Com o objetivo de demonstrar boa vontade, Rússia e Ucrânia, de forma rara, concordaram em suspender temporariamente ataques aéreos às capitais uma da outra por três dias. No entanto, os combates na linha de frente não cessaram; as demandas centrais de ambos continuam muito distantes, e o mundo observa com cautela se as negociações realmente conseguirão romper o impasse.
Qualquer mudança nos ventos da geopolítica rapidamente agitava o setor de energia. Impulsionados pelo sentimento de preocupação com a oferta, os futuros internacionais de petróleo subiram em bloco: o petróleo Brent chegou a US$ 97,34, o petróleo WTI subiu para US$ 92,78, e o contrato contínuo do petróleo em Xangai foi negociado a 697,30 iuanes. A disposição do mercado para “fuga para a segurança” ficou visivelmente mais intensa.
No curto prazo, a tensão da situação e a incerteza das negociações continuarão sustentando oscilações com viés de alta no preço do petróleo. Mas, se os esforços diplomáticos obtiverem inesperadamente um avanço substancial e a aversão ao risco diminuir, os preços do petróleo também enfrentarão uma pressão considerável para corrigir. Paz e turbulência seguem em um jogo sutil de equilíbrio.
Em setembro de 2026, ocorreu discretamente uma “diplomacia de vai-e-vem” que prendeu a atenção global. O enviado especial do presidente dos EUA, Witko(v), e o genro de Trump, Kushner, reuniram-se em Moscou com Putin em conversas reservadas no dia 5, antes disso; no dia seguinte, trocaram de meio de transporte e chegaram secretamente a Kiev de trem, para negociar com urgência com Zelensky. Fica claro que os EUA estão evidentemente ansiosos para, antes do inverno, impulsionar um acordo de cessar-fogo entre Rússia e Ucrânia, a fim de aliviar a pressão política interna.

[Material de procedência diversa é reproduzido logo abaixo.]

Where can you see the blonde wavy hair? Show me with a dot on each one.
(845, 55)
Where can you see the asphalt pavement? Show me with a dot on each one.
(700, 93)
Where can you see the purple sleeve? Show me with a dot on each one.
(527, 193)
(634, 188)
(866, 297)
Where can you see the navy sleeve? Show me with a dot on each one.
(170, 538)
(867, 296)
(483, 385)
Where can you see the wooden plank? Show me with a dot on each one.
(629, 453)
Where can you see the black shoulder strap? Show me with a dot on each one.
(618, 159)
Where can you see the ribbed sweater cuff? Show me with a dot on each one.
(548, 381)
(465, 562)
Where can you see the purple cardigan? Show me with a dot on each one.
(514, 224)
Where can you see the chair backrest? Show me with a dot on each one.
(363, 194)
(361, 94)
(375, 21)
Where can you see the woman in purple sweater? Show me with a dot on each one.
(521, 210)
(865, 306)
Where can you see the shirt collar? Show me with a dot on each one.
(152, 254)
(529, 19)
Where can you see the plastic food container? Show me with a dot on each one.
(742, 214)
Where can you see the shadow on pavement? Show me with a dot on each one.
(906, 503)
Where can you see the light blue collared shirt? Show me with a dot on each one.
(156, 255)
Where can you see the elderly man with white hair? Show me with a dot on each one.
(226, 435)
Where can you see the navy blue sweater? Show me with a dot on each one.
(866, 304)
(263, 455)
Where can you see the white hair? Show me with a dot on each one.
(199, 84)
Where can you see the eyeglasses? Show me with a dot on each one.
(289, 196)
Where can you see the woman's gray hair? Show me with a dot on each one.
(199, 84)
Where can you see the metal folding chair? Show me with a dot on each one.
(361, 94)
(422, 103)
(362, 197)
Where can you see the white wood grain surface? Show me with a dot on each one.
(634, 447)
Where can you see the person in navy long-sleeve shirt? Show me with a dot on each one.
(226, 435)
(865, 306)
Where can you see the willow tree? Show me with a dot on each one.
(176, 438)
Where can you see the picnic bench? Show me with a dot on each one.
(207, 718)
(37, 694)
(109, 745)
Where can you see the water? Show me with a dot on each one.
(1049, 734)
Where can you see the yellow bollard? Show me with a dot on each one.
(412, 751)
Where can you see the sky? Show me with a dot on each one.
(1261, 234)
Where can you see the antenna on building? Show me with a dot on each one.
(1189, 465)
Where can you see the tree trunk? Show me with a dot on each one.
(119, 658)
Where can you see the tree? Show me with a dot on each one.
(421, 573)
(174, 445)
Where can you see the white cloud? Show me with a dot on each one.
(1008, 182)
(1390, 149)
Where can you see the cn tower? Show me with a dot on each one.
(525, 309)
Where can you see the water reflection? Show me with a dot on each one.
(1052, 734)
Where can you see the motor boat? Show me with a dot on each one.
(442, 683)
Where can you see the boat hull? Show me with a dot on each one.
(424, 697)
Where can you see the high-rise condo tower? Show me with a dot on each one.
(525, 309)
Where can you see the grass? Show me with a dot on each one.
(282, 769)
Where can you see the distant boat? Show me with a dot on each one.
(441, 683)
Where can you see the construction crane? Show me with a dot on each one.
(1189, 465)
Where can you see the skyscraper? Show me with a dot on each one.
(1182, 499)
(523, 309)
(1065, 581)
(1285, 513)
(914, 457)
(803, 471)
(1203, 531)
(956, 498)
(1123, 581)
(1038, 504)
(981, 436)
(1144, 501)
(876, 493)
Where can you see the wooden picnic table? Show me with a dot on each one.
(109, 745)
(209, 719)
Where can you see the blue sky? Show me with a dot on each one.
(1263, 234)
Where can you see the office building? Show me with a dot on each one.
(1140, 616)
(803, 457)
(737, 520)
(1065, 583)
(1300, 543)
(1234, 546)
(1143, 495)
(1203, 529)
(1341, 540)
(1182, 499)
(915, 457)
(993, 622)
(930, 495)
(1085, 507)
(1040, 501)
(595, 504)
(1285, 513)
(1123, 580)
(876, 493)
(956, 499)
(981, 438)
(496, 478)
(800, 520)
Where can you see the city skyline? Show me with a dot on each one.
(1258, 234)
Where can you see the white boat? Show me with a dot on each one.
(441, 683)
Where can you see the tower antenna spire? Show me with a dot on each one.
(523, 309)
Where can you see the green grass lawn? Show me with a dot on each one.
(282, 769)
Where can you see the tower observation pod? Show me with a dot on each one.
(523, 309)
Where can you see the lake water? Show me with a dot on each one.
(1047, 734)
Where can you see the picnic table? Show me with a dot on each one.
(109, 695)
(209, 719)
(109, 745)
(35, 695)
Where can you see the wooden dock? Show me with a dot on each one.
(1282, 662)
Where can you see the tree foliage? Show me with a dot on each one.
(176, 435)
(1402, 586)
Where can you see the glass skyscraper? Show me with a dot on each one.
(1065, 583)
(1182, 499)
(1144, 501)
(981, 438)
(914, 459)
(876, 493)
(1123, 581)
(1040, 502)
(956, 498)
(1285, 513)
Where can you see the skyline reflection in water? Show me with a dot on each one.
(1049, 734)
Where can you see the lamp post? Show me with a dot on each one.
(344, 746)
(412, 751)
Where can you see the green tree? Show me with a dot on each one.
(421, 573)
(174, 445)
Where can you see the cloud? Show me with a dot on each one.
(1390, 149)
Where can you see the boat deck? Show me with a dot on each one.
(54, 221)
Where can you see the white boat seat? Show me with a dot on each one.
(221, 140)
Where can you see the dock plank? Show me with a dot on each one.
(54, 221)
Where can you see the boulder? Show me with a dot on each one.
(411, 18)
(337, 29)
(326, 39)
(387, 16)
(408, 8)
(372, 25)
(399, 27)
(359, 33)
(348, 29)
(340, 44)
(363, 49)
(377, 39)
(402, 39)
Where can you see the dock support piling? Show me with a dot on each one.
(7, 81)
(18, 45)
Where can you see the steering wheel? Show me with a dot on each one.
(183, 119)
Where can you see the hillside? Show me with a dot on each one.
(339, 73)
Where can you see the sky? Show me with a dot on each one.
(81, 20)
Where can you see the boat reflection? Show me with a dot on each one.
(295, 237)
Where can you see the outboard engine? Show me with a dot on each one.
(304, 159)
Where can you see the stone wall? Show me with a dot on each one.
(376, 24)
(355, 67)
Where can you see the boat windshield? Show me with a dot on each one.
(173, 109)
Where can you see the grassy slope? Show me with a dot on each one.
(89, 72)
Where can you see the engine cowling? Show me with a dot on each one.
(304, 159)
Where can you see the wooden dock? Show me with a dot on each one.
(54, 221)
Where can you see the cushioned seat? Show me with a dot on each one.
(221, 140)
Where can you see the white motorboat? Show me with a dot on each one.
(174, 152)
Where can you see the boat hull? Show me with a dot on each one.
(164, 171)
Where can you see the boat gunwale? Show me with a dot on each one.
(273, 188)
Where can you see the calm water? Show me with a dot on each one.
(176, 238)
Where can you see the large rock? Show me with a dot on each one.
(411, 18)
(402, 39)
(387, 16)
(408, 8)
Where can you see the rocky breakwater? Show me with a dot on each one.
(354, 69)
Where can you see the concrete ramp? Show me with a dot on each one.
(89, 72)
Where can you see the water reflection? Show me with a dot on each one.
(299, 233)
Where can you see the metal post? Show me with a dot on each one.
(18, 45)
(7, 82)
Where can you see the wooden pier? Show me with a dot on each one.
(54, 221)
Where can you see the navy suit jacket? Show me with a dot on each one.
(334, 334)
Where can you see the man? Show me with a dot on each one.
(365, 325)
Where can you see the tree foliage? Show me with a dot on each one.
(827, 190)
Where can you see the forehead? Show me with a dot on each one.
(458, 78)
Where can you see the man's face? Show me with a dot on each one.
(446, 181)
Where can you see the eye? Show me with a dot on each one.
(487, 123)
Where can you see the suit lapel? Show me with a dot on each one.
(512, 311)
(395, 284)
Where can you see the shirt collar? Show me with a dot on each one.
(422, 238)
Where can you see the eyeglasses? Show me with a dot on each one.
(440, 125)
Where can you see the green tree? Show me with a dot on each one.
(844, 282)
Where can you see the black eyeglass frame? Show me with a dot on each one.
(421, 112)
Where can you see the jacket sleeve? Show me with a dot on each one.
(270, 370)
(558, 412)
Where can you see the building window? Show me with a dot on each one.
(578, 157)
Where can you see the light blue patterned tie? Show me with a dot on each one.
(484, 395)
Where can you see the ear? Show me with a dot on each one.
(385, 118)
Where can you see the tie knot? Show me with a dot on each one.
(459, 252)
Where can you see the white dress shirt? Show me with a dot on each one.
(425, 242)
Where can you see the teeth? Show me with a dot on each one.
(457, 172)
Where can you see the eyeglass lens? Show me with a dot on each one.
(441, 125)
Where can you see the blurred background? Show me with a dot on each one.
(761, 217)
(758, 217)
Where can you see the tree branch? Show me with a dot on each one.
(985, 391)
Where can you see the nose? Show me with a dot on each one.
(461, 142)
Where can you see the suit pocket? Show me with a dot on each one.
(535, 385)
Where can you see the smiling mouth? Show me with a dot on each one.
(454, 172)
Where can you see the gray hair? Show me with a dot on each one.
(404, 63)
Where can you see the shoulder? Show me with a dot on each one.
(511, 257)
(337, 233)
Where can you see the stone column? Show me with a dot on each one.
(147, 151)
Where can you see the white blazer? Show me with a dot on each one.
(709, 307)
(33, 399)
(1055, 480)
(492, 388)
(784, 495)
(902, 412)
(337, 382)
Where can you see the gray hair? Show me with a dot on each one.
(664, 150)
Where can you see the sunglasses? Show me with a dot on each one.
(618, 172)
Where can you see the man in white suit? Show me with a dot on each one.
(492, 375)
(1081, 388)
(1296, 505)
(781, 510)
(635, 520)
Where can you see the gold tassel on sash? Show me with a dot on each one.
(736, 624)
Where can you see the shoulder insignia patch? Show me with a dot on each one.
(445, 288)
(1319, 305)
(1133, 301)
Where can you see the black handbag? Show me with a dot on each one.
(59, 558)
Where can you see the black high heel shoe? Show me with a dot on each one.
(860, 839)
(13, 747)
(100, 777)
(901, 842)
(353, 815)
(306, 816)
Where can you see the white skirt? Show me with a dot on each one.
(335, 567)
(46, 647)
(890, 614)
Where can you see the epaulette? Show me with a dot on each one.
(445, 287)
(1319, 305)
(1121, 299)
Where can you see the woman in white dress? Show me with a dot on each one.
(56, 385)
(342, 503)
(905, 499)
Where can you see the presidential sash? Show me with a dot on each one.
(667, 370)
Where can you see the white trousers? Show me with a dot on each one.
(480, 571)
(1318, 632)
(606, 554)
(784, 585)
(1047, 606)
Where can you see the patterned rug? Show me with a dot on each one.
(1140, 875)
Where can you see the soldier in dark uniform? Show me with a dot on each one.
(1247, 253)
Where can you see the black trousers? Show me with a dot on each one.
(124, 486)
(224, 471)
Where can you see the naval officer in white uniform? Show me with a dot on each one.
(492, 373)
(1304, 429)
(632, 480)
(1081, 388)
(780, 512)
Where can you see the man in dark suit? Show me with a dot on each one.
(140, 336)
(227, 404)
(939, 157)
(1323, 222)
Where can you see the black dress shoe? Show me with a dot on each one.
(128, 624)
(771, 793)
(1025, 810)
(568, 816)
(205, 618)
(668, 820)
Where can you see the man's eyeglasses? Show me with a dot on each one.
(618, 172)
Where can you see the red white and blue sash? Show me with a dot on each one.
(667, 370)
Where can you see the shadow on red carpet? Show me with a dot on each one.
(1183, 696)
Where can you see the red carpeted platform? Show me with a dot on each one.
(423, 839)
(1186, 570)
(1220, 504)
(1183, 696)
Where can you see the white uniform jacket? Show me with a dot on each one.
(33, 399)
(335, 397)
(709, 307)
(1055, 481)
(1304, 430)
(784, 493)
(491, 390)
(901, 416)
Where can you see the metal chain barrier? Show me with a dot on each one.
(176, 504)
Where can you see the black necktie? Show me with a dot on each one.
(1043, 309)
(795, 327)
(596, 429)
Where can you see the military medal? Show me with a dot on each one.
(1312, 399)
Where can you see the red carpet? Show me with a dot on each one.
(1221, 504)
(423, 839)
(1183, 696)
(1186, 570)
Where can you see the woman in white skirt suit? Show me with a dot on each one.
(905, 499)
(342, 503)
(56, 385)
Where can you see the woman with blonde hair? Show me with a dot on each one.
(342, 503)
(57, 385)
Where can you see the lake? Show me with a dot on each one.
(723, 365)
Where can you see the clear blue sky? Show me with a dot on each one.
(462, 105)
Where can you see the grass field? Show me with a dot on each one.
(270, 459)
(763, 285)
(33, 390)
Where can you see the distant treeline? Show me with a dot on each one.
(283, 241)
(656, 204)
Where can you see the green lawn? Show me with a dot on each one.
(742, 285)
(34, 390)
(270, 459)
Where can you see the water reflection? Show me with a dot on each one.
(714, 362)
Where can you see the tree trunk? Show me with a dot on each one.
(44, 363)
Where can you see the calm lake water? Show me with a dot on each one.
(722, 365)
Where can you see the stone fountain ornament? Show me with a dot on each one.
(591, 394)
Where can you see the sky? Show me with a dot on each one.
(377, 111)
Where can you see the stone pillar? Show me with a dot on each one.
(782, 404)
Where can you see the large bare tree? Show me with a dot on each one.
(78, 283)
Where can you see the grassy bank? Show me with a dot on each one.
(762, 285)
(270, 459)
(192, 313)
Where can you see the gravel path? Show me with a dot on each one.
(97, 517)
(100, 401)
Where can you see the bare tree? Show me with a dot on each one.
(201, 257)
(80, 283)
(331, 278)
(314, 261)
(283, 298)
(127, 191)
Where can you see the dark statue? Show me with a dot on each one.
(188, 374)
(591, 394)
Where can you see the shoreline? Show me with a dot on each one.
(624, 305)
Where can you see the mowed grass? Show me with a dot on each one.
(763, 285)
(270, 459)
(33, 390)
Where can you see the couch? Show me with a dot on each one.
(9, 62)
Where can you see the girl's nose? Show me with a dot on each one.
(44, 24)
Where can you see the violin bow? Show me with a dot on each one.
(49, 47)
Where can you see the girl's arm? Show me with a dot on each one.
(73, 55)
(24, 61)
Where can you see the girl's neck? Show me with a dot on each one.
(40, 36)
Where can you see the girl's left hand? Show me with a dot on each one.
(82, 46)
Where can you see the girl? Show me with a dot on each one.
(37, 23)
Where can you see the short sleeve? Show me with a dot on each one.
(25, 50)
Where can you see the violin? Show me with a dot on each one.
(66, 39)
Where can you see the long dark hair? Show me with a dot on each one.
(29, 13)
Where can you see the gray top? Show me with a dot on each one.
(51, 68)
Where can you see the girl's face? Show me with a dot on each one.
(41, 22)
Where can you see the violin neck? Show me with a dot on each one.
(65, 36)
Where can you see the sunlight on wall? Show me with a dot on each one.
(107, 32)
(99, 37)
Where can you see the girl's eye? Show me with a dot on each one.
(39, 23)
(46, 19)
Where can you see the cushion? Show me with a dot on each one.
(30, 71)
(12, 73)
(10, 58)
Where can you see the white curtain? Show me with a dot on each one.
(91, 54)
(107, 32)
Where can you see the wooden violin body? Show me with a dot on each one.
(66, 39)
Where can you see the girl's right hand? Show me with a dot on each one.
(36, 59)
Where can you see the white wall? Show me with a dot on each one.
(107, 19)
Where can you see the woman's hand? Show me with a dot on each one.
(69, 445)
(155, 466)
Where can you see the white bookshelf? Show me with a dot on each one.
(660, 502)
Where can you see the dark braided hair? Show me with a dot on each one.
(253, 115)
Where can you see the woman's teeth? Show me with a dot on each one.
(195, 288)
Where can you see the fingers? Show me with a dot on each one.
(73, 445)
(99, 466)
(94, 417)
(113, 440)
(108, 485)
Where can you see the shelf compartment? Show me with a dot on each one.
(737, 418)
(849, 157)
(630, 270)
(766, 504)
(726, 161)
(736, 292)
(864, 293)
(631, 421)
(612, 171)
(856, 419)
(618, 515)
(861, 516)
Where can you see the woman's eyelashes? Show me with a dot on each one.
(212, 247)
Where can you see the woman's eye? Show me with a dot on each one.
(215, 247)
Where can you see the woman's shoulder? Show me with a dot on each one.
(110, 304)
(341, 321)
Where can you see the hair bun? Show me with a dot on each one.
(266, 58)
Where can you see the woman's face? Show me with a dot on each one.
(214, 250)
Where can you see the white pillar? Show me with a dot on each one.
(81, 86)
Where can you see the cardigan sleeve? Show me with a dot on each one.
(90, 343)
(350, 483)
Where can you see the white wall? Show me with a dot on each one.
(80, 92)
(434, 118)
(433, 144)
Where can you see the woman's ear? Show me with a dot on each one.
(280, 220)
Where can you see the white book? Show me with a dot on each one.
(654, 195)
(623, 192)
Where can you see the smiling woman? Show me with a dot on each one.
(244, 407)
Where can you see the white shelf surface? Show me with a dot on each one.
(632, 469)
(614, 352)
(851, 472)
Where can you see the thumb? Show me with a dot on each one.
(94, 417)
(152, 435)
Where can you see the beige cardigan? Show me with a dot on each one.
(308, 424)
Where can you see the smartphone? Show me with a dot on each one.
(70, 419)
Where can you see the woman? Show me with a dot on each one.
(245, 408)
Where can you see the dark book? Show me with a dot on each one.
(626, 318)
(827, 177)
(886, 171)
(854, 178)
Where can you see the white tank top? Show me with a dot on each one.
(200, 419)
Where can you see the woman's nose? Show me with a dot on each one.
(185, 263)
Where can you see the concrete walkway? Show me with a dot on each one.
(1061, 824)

Com o objetivo de demonstrar boa vontade, Rússia e Ucrânia, de forma rara, concordaram em suspender temporariamente ataques aéreos às capitais uma da outra por três dias. No entanto, os combates na linha de frente não cessaram; as demandas centrais de ambos continuam muito distantes, e o mundo observa com cautela se as negociações realmente conseguirão romper o impasse.
Qualquer mudança nos ventos da geopolítica rapidamente agitava o setor de energia. Impulsionados pelo sentimento de preocupação com a oferta, os futuros internacionais de petróleo subiram em bloco: o petróleo Brent chegou a US$ 97,34, o petróleo WTI subiu para US$ 92,78, e o contrato contínuo do petróleo em Xangai foi negociado a 697,30 iuanes. A disposição do mercado para “fuga para a segurança” ficou visivelmente mais intensa.
No curto prazo, a tensão da situação e a incerteza das negociações continuarão sustentando oscilações com viés de alta no preço do petróleo. Mas, se os esforços diplomáticos obtiverem inesperadamente um avanço substancial e a aversão ao risco diminuir, os preços do petróleo também enfrentarão uma pressão considerável para corrigir. Paz e turbulência seguem em um jogo sutil de equilíbrio.